# leaves turning yellow and getting brittle



## crx-si (Aug 30, 2009)

I am growing in soil, 4.5 gallon pots, 400w hps, useing ionic nutes, water the feed then water, ph is 6.5 temp from 75f to 85f max and am into 20th day of flowering, the past while the plants main leaves towards the middle to bottom are turing yellow and the tips are drying out, turning up, and getting brittle while some of the leaf is still green. I tried to get some pice this evening but the cameras battery was dead, so maybe tomorrow evening. Any Ideas.


----------



## 4u2sm0ke (Aug 30, 2009)

nute burn?  maybe..Ill check back when  theres a pic...otherwise i will stear ya wrong..take care and be safe


----------



## 2Dog (Aug 30, 2009)

sounds like nut or light burn. are they getting plenty of water? how often are you giving nuts?


----------



## crx-si (Aug 30, 2009)

I can't see how in could be light burn the top leaves are nice and green they are about 12 inches away from the light, i can put my hand in there for as long as i want. i feed then use straight water, so feeding is about 10 days apart from each other


----------



## jmansweed (Aug 30, 2009)

Need the pic's but without them I'm not sure I'd say it's nute burn.
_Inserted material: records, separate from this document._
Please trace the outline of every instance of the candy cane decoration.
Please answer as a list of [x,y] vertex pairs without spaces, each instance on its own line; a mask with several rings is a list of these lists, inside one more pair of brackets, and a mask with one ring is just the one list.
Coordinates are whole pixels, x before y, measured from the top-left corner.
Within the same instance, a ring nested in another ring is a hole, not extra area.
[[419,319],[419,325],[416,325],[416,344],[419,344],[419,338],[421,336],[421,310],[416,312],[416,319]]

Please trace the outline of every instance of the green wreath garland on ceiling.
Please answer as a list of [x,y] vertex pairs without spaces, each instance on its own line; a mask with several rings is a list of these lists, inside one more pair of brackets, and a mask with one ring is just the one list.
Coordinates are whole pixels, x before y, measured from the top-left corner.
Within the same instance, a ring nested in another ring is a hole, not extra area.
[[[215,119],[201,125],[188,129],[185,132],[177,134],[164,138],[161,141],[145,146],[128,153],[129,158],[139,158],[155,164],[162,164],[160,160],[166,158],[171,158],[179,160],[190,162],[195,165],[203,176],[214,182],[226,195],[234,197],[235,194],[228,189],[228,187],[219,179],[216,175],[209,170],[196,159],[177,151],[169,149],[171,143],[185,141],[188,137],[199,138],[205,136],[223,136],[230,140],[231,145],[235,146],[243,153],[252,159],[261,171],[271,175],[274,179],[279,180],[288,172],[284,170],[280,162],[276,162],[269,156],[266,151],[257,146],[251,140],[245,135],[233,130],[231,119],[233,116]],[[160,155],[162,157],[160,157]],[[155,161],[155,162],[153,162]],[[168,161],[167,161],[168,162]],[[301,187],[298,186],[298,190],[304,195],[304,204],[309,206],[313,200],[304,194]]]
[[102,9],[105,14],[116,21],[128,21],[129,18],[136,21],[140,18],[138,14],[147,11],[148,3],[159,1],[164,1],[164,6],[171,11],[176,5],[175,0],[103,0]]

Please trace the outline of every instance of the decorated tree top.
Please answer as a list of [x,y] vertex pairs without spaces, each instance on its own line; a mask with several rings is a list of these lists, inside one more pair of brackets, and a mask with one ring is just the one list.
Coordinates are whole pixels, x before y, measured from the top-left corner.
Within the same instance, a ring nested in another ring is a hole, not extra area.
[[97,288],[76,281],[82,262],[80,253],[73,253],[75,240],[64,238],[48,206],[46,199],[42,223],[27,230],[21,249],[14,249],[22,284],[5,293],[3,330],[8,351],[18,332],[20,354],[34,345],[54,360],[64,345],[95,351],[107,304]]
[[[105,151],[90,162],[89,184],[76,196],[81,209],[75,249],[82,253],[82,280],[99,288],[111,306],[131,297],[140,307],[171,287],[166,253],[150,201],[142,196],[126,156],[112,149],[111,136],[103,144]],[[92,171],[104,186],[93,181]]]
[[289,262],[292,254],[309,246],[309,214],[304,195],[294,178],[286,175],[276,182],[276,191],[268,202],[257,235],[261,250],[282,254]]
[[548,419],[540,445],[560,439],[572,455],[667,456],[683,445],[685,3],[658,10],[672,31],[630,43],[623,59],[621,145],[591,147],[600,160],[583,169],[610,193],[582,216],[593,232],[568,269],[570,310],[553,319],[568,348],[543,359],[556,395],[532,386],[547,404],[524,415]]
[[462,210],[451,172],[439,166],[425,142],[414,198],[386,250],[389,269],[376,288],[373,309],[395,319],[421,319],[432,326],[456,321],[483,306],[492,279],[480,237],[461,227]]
Nute burn  typically happens on the edges of leaves and involves curling leaflets lenthwise and spotting of necrotic spots. Nitrogen def begins w/ lower leaves typically. Is there any discoloration between leaf viens? How much do you water when you do?


----------



## crx-si (Aug 30, 2009)

its the leaves towards the middle to lower half of the plant the top looks perfect when i water i use about 1.25 gallons for the two plants.


----------



## crx-si (Sep 1, 2009)

here are some pics


----------



## zipflip (Sep 1, 2009)

last pic looks like calcium def. the spotty look
3rd and 4th pic look like ya either spilled nute solution on leaves or P def.
  but all in all if i personally was seein 2 diff signs of diff problems i would really start with checkin ph of soil first off.





> ph is 6.5


 of your soil or ya nute solution goin in? 
  if its off a ways ya could be getting numerous nutrients locked out causin numerous symptoms makin it hard to pinpoint one cause.
  thats wat screwed up ph does to mj. all from experience. i learned the hard way. LOL


----------



## crx-si (Sep 2, 2009)

ph is 6.5


----------



## zipflip (Sep 2, 2009)

wat kind water tho? distilled, spring,well, tap, reverse osmosis...

some waters such as tap and well/spring water even may have extremely high ppm levels. and depending on wat is in the water it to can also creat a whole array of probs such as ph bein off would do too...

also tehre are various/numerous chemicals etc that treatment facilities use to treat city tap water and most pre bottled water in stores other than distilled and RO are pretty much just local water filtered primitively teh way i understand 

  im just sayin how i would start to trouble shoot the whoel deal befor e going and adding or doing anythin ya havent been doin so far and another mess occur if its misdiagnosed.
jmo.


----------



## crx-si (Sep 2, 2009)

The water is just tap water filtered through a brita filter.


----------



## AlbinoDanko12GA (Sep 4, 2009)

did u spray neem oil??? i sprayed that stuff one time and it looked like ur leafs turns dark and blotchy and then dried up and dieing off!!!!

i would flush them to be safe


----------



## zipflip (Sep 5, 2009)

> The water is just tap water filtered through a brita filter.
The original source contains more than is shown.